Mitochondria believed to derive from an ancestor of Rickettsia prowazekii, supporting the endosymbiotic theory.
Functions of Mitochondria
Reactions in Mitochondrial Matrix:
TCA Cycle:
Produces biosynthetic precursors for amino acids, porphyrins (e.g., heme and chlorophyll), and purines/pyrimidines.
Other metabolic processes include:
Beta-Oxidation of Fatty Acids.
Urea Cycle.
Amino Acid Synthesis.
Mitochondrial protein synthesis, producing essential metabolite NADH.
Mitochondrial Membranes
Composition:
Inner Mitochondrial Membrane (IMM):
Rich in proteins involved in the respiratory chain and ATP synthesis, optimized for energy generation and reaction localization.
Outer Mitochondrial Membrane (OMM):
Contains porins facilitating substrate passage and participates in signaling processes.
Structure similar to bacterial outer membranes but differing in lipid composition.
Membrane Composition Data:
Lipid Class
OMM (%)
IMM (%)
Phosphatidylcholine (PC)
54
40
Phosphatidylethanolamine (PE)
29
34
Phosphatidylinositol (PI)
13
5
Phosphatidylserine (PS)
2
3
Cardiolipin (CL)
<1
18
Phosphatidic acid (PA)
1
-
Cardiolipin
Headgroup Structure:
Glycerol bridges two phosphatidic acids, forming an anionic lipid critical for function of cytochrome c.
Acyl Chains:
Composed of four acyl chains, contributing to the large volume occupied by each molecule.

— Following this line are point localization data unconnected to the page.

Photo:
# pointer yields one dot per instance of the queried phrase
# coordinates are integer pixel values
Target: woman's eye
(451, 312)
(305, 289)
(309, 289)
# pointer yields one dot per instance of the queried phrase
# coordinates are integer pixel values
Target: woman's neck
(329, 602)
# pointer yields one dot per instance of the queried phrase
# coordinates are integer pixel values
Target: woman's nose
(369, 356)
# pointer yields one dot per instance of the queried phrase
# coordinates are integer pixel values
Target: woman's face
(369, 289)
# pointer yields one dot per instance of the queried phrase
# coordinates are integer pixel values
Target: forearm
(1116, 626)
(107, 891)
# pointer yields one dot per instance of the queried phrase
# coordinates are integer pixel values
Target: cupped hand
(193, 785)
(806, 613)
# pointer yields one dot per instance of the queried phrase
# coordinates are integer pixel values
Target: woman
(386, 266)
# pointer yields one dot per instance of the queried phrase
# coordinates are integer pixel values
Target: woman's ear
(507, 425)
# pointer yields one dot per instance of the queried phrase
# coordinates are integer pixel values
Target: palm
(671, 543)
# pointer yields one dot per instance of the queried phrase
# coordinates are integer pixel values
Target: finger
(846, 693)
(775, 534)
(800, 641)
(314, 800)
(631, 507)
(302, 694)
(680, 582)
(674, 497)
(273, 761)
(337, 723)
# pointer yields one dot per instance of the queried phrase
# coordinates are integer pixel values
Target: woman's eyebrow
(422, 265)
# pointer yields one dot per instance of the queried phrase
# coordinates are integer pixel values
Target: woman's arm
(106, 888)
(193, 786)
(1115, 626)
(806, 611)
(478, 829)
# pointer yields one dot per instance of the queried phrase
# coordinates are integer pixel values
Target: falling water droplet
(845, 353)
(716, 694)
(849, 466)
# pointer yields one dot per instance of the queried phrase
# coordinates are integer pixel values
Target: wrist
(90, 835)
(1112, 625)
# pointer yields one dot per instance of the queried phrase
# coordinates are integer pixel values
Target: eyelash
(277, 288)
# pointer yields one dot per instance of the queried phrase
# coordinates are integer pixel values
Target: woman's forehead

Outer Mitochondrial Membrane (OMM) Functions
Acts as an interface between the cell and the endosymbiont.
Allows free passage of substrates necessary for energy generation.
Functions evolved towards a communication center for processes including:
Apoptosis
Mitophagy
Other cellular functions requiring energy.
Proteins in the OMM
Porins and Transport Proteins:
The OMM is permeable, rich in porins and helical membrane proteins, essential for transporting metabolites across the membrane.
Role of VDAC (Voltage Dependent Anion Channel):
Provides low energy barrier for exchange of ATP/ADP; lined with positive charges to ensure selectivity for ATP/ADP (anions).
Contact Sites:
Contain regions enriched in VDAC where OMM and IMM interface.
Mitochondrial Trafficking
Movement along Cytoskeletal Element:
Driven by motor proteins such as Kinesin and Dynein, linked to mitochondria by proteins Miro (a mitochondrial integral protein) and Milton (adaptor protein).
Regulation of Trafficking:
Mitochondrial position anchored to actin cytoskeleton (Myosin V) and microtubules (Syntaphilin).
Mitochondrial Contact Sites
Functions:
Facilitate lipid exchange between organelles.
Mediate Ca2+ signaling from the endoplasmic reticulum (ER) to mitochondria.
Inner Mitochondrial Membrane (IMM)
Primary Role in Energy Generation:
Contains proteins crucial for the respiratory chain.
Structural Features Enhancing Functionality:
Optimized for restricted diffusion and localization of key reactions.
Contains transporters necessary for substrate movement into the cytoplasm (e.g., ATP, Acetyl-CoA).
Electron Transfer Chain (ETC)
Functionality:
Facilitates high-energy electrons' transfer from the donor to the terminal receptor O2.
Couples electron transfer to proton transport across the bilayer, generating proton gradients.
F1F0-ATP Synthase
Structure and Function:
Comprised of:
Water-Soluble Head (F1): Responsible for ATP synthesis.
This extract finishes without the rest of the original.